When surgeons reach the bladder, the Botox is injected directly into the muscles surrounding it. About 30 jabs are administered to ensure the muscles relax sufficiently, and each procedure alleviates the condition for six to eight months.
One sufferer to benefit is Emma Henderson, who was just seven when her troubles began.
Emma, 22, from Bristol, says: ‘It affected me psychologically. I couldn’t be in a supermarket or anywhere crowded in case I lost control. And I couldn’t drink wine as the diuretic effect of the alcohol worsened my condition for a week afterwards.’
In April 2009, Emma was referred to a urologist, who diagnosed her with OAB, and in February 2010 she underwent the Botox procedure at the Worcester Royal Hospital.

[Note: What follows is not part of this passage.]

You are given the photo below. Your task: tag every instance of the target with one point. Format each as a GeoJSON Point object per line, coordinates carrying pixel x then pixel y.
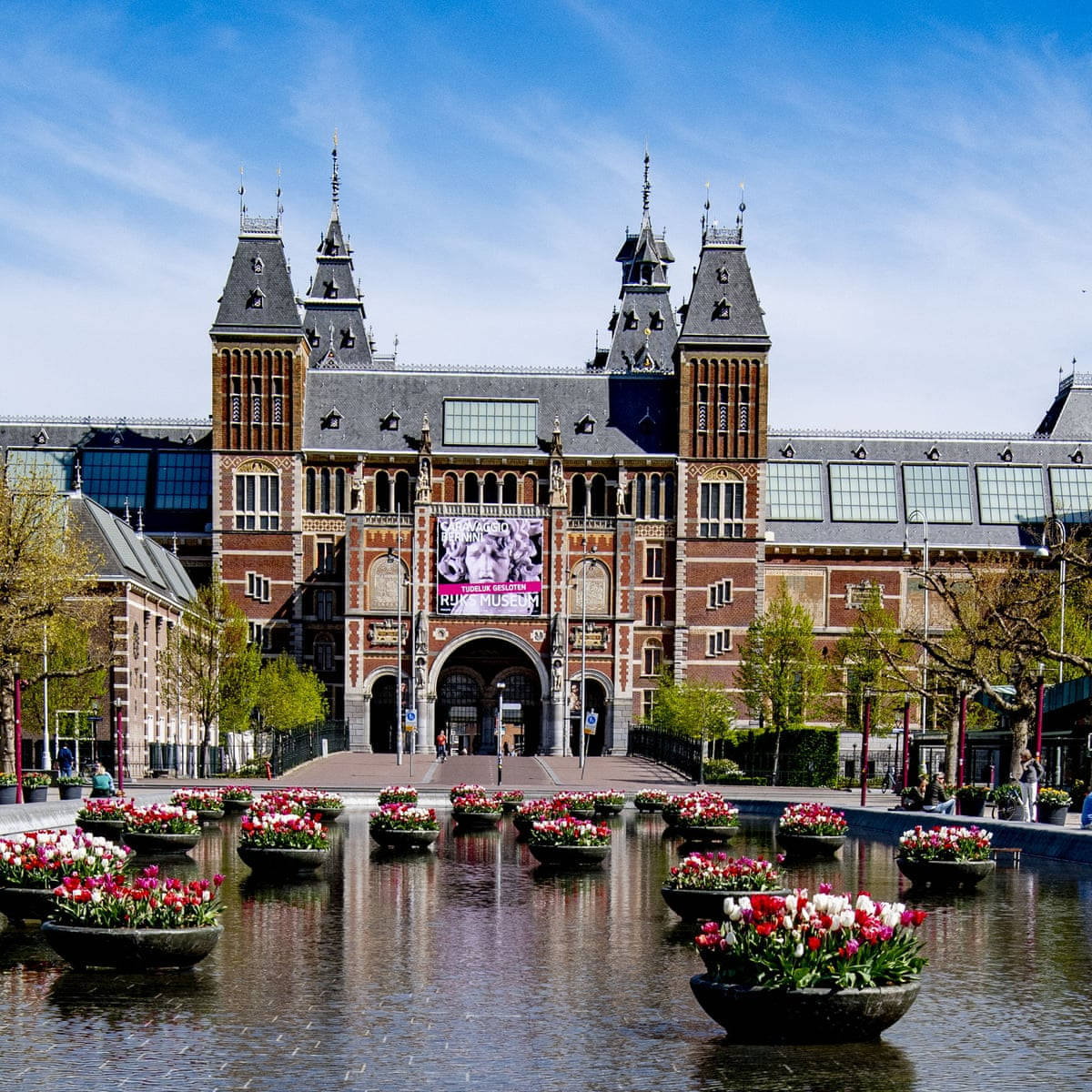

‘It was life-changing,’ she says. ‘Suddenly I didn’t need to go to the loo all the time. I could go out again, drink wine at parties, have fun dancing, or enjoy a film at the cinema without the fear of wetting myself.’
Since then she has experienced very few problems, with symptoms returning only towards the end of the eight-month period.
‘I get a bit anxious around that time but I do my best to lead a normal life,’ says Emma.
‘It feels so good that I no longer have to know where the nearest lavatory is. It’s great being able to enjoy a long walk in the countryside with my new boyfriend.’